Mutexes, take 5 #11866

alexcrichton · 2014-01-28T07:06:53Z

Let's try this again.

This is an implementation of mutexes which I believe is free from undefined behavior of OS mutexes (the pitfall of the previous implementation).

This implementation is not ideal. There's a yield-loop spot, and it's not particularly fair with respect to lockers who steal without going through the normal code paths. That being said, I believe that this is a correct implementation which is a stepping stone to move from.

I haven't done rigorous benchmarking of this mutex, but preliminary results show that it's about 25% slower in the uncontended case on linux (same runtime on OSX), and it's actually faster than a pthreads mutex on high contention (again, not rigorous benchmarking, I just saw these numbers come up).

bill-myers · 2014-01-28T09:42:27Z

It seems it's missing logic to alternate between waking up native_blocker and green_blocker.

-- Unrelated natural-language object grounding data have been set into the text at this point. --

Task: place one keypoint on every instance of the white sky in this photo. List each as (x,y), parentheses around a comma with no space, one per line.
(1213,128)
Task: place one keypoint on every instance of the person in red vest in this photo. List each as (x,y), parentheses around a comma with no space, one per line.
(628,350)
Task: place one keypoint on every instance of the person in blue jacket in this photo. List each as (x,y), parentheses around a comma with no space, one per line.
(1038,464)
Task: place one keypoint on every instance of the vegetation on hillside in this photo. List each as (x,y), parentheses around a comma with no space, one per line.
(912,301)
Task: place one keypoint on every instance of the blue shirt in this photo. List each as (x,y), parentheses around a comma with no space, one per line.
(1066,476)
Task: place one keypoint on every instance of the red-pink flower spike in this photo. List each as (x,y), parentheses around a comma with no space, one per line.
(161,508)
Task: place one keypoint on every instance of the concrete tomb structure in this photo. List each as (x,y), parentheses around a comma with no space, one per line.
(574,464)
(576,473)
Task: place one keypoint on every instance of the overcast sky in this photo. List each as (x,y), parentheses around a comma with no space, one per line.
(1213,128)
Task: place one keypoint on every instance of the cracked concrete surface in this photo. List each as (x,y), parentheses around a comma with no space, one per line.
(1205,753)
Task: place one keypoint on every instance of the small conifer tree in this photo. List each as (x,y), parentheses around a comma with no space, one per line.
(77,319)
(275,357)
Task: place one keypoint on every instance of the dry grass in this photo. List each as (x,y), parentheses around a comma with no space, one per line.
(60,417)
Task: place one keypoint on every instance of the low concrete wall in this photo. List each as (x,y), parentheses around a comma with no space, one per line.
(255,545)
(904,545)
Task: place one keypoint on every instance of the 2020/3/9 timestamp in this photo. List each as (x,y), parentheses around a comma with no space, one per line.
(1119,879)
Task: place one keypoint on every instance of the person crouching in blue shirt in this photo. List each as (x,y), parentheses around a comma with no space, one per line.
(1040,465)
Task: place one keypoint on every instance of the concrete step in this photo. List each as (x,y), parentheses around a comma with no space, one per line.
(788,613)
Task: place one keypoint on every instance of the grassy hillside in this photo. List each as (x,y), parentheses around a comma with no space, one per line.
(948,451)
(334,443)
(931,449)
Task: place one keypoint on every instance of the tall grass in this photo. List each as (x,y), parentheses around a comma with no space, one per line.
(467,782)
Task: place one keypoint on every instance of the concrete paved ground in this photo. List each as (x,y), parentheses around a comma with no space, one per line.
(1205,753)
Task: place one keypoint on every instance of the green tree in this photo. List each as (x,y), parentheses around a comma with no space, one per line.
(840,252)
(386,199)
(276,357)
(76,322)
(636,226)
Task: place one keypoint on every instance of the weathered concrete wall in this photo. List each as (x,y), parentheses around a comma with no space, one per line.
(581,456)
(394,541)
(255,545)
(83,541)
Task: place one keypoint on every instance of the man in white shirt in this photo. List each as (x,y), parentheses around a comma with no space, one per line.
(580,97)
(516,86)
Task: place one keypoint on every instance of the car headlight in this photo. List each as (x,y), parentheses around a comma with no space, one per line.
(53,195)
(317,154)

Also, while it's kind of nice to have the symmetry between native_blocker and green_blocker, this design seems suboptimal compared to replacing code that accesses green_blocker with code that pops from the queue, which would avoid making green tasks deschedule and get rescheduled twice in the native+green task case (first on the queue, then on green_blocker).

This probably requires to merge green_cnt and state, by reserving the two least significant bits for LOCKED and NATIVE_BLOCKED. This would also reduce the size of struct Mutex by two words.

Overall, this implementation is quite nice and might be the optimal approach for performance in both the green-only and native-only cases.

It has, however, the significant caveat that it makes taking advantage of lock elision that should eventually be provided by all OS mutexes completely impossible due to always writing to state (maybe it can still be used by implementing it "by hand").

[I think the only workable alternative so far for automatic lock elision is to use https://github.com//pull/11610#issuecomment-33075571 after adapting to always lock/unlock on each call.]

Also, it doesn't reduce to just using pthread mutexes in the native-only case, which would be a problem for taking advantage of priority inheritance for native tasks where the OS mutex supports it and in general anything that requires the OS to know that a thread owns a mutex; this is fixable if desired by removing TryLockAcquisition by removing the initial try lock code in lock, and implementing try_lock in a similar way to lock (first try_locking the green or native parts, then the whole).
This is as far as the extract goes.